Großeltern des Todespiloten lebten in Neuburg

27.03.2015 | Stand 02.12.2020, 21:29 Uhr

Neuburg (DK) „Das habe ich dem Buben niemals zugetraut.“ Die Neuburgerin war fassungslos, als sie den Namen des Todespiloten Andreas L. im Radio hörte. Der 28-Jährige, der den Airbus von Germanwings mit 150 Opfern vermutlich mit Absicht zum Absturz brachte, hatte sich oft in Neuburg aufgehalten.

Im Stadtteil Ried wohnten bis vor wenigen Monaten seine Großeltern. Der 87-jährige Kinderarzt und seine 84-jährige Ehefrau zogen erst vor Kurzem zur 55-jährigen Tochter nach Montabaur. Sie ist die Mutter des Unglückspiloten Andreas L.

Zusammen mit der Mutter besuchte er regelmäßig die Großeltern in Neuburg. Nachbarn, die Andreas L. begegnet sind, beschreiben ihn als „ganz ruhigen und höflichen jungen Mann“. Er sei mit den Großeltern spazieren gegangen und habe ihnen den Rasen gemäht. L. sei sportlich gewesen und sei immer wieder mal durch Ried oder an der Donau entlang gejoggt. Manchmal habe ihn sein Vater – Ingenieur einer Glasfabrik – beim Laufen begleitet.

Die Bekannten wussten seit Jahren, dass der Heranwachsende Pilot werden wollte. „Die Großeltern haben ständig davon erzählt“, erinnert sich eine Nachbarin. Man habe Respekt gehabt vor diesem ehrgeizigen beruflichen Ziel. An der Eignung von Andreas L. hatte offenbar keiner gezweifelt, „denn der Andreas hatte eine selbstbewusste und freundliche Art gehabt“.

Eine Nachbarin, die gelegentlich mit ihm gesprochen hatte, konnte die weltweit verbreitete Nachricht über den Co-Piloten des Airbus 320 und seines Todesfluges in den französischen Alpen nicht glauben. „Als das im Radio gemeldet wurde, habe ich gedacht, ich habe mich verhört“, sagte die Neuburgerin gestern auf Nachfrage. Sie will auch noch nicht ganz ausschließen, dass im Cockpit des Passagierflugzeuges nicht auch noch andere Einflüsse zu dem Absturz geführt haben. Dass Andreas L. zu einer solch unglaublichen Tat fähig gewesen war, hätte man im Umfeld der Familie in Neuburg jedenfalls niemals gedacht.

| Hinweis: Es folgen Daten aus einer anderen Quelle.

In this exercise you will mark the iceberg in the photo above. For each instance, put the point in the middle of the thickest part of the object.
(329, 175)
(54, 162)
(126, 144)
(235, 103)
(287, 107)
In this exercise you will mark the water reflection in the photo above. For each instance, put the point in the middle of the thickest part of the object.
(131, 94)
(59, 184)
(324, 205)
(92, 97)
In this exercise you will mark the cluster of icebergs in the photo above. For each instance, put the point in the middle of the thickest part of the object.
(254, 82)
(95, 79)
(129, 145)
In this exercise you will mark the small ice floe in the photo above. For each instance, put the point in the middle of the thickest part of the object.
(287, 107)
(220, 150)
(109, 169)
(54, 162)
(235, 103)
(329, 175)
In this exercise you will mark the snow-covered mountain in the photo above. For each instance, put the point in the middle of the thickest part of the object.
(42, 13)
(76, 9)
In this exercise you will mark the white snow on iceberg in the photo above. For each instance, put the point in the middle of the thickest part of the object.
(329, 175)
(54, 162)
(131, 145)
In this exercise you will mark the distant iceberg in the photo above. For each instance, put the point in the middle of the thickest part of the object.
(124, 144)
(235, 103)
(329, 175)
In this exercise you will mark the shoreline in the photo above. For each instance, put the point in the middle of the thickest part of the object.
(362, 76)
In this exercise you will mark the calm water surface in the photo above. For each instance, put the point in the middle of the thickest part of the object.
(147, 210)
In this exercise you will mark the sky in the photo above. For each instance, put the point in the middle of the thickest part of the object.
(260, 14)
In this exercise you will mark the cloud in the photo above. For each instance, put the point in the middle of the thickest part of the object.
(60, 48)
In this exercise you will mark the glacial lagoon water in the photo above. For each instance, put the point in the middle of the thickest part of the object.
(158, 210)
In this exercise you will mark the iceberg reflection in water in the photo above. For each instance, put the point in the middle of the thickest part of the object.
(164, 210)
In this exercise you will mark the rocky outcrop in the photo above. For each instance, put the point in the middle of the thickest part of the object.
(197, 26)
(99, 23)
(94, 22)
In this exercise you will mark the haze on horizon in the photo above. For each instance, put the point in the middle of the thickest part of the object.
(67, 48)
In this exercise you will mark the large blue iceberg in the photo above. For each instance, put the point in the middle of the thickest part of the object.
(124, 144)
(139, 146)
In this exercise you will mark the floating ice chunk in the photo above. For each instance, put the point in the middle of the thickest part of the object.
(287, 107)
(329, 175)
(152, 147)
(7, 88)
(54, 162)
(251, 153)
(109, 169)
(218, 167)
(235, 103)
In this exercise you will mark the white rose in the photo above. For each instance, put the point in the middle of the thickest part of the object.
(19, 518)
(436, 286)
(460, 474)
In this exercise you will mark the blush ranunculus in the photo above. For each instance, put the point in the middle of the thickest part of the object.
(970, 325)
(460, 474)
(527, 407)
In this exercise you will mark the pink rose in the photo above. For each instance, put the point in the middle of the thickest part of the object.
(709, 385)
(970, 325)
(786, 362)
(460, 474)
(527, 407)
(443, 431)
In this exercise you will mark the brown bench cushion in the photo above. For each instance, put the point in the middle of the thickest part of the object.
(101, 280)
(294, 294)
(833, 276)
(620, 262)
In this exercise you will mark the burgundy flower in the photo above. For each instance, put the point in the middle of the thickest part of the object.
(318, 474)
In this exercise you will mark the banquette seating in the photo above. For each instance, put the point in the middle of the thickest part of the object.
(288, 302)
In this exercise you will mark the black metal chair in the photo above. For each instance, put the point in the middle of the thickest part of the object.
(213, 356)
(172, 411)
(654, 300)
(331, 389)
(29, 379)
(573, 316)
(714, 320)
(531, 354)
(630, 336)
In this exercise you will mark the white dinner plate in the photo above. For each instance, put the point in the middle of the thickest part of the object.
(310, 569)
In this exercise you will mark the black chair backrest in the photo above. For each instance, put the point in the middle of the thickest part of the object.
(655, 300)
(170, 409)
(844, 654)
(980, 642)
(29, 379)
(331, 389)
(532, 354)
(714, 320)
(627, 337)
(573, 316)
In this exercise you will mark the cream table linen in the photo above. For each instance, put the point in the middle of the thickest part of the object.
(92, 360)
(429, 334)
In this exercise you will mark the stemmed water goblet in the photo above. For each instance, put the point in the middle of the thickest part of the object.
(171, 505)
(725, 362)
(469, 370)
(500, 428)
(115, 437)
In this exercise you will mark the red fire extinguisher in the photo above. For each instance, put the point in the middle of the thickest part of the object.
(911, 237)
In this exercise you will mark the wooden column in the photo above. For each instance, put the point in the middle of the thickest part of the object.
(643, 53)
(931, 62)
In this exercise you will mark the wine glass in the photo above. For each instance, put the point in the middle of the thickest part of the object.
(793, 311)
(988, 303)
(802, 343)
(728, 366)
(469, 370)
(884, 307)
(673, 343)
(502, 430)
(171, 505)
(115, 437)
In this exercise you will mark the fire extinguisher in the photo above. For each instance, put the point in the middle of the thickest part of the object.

Man nimmt neben den Todesopfern auch Anteil am Schicksal der Familie des Co-Piloten, die eine schwere Zeit durchlebt. Die Mutter von Andreas L. hatte ihre Großeltern nach Montabaur in Rheinland-Pfalz geholt, um die lange Fahrzeit von vier Stunden zu vermeiden. Die Eltern wohnen jetzt in unmittelbarer Nähe ihrer Tochter. Nach Neuburg gekommen waren sie Anfang der 70er Jahre, als der Großvater – damals ein junger Mediziner – von Rumänien nach Deutschland übersiedelte. Er blieb nach einem Ärztekongress im Westen. Der Arzt fand eine Anstellung als Oberarzt in der Neuburger Kinderklinik, seine Frau arbeitete als Lehrerin in einer Neuburger Grundschule.

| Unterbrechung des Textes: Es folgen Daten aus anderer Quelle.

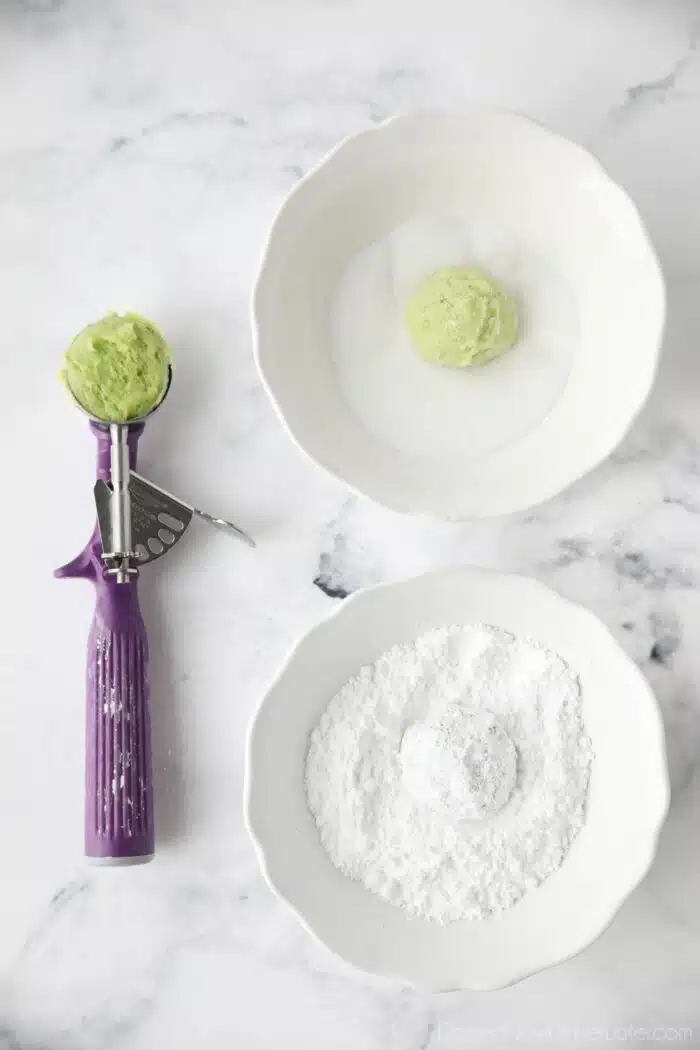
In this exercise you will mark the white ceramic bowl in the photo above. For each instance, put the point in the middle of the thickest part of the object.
(628, 795)
(548, 198)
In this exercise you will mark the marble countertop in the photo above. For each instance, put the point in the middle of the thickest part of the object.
(145, 148)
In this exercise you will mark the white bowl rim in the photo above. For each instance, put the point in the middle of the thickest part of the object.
(318, 628)
(547, 490)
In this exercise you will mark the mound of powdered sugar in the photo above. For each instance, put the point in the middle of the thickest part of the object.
(450, 776)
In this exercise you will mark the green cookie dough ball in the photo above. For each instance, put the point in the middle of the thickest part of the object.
(118, 368)
(460, 317)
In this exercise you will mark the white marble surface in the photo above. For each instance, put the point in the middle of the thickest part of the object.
(145, 147)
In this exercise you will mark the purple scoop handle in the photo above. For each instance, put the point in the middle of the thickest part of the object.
(119, 793)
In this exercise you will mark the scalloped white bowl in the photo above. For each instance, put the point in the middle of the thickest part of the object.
(627, 805)
(505, 172)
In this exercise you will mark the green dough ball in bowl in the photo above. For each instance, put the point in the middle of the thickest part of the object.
(460, 317)
(118, 368)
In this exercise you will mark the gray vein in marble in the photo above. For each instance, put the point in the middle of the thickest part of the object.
(178, 120)
(343, 565)
(658, 90)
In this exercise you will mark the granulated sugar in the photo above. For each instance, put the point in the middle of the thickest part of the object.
(450, 776)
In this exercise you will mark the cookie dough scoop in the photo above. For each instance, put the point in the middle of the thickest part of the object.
(119, 371)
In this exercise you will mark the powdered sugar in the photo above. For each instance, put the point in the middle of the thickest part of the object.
(450, 776)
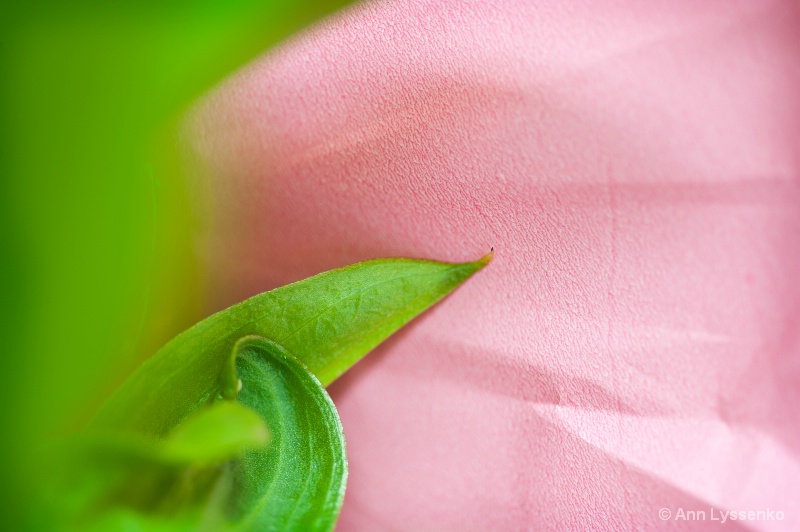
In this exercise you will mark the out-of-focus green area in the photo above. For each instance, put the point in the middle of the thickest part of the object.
(98, 264)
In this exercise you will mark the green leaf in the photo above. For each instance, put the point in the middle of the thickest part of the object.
(214, 435)
(298, 481)
(329, 322)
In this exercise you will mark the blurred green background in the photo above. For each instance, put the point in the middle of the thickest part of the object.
(98, 264)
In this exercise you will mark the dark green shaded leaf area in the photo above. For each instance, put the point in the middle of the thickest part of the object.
(229, 426)
(329, 322)
(297, 482)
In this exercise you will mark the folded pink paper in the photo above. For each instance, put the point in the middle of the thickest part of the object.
(631, 357)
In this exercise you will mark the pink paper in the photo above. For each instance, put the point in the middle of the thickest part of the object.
(635, 344)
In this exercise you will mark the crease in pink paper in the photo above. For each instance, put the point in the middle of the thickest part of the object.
(634, 345)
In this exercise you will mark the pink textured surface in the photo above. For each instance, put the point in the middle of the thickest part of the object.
(636, 165)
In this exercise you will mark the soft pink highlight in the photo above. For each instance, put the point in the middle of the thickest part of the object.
(635, 344)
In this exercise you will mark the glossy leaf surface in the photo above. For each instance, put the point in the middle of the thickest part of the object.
(328, 322)
(298, 481)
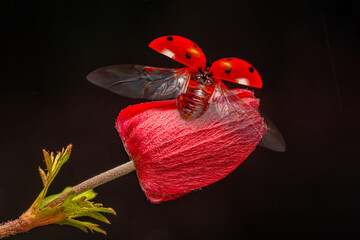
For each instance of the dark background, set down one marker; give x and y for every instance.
(309, 192)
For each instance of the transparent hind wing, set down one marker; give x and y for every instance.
(230, 106)
(138, 81)
(272, 139)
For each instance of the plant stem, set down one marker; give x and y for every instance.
(13, 227)
(24, 224)
(96, 181)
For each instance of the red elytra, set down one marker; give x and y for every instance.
(180, 49)
(187, 52)
(174, 157)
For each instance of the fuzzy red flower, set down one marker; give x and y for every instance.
(173, 156)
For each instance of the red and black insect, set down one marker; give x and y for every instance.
(195, 88)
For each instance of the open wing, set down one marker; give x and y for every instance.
(138, 81)
(272, 139)
(227, 103)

Der Onkel von Andreas L. führte ein Sportgeschäft in der Neuburger Innenstadt, später in Ingolstadt. Er löste die Firma auf und zog nach Nordbayern. Eine Tante ist in Neuburg geblieben. Die Nachricht vom Airbus-Absturz mit ihrem Neffen im Cockpit hat auch sie massiv getroffen. Man habe sich so etwas nicht vorstellen können. „Aber man kann in einen Menschen nicht hineinschauen“, sagt sie am Telefon.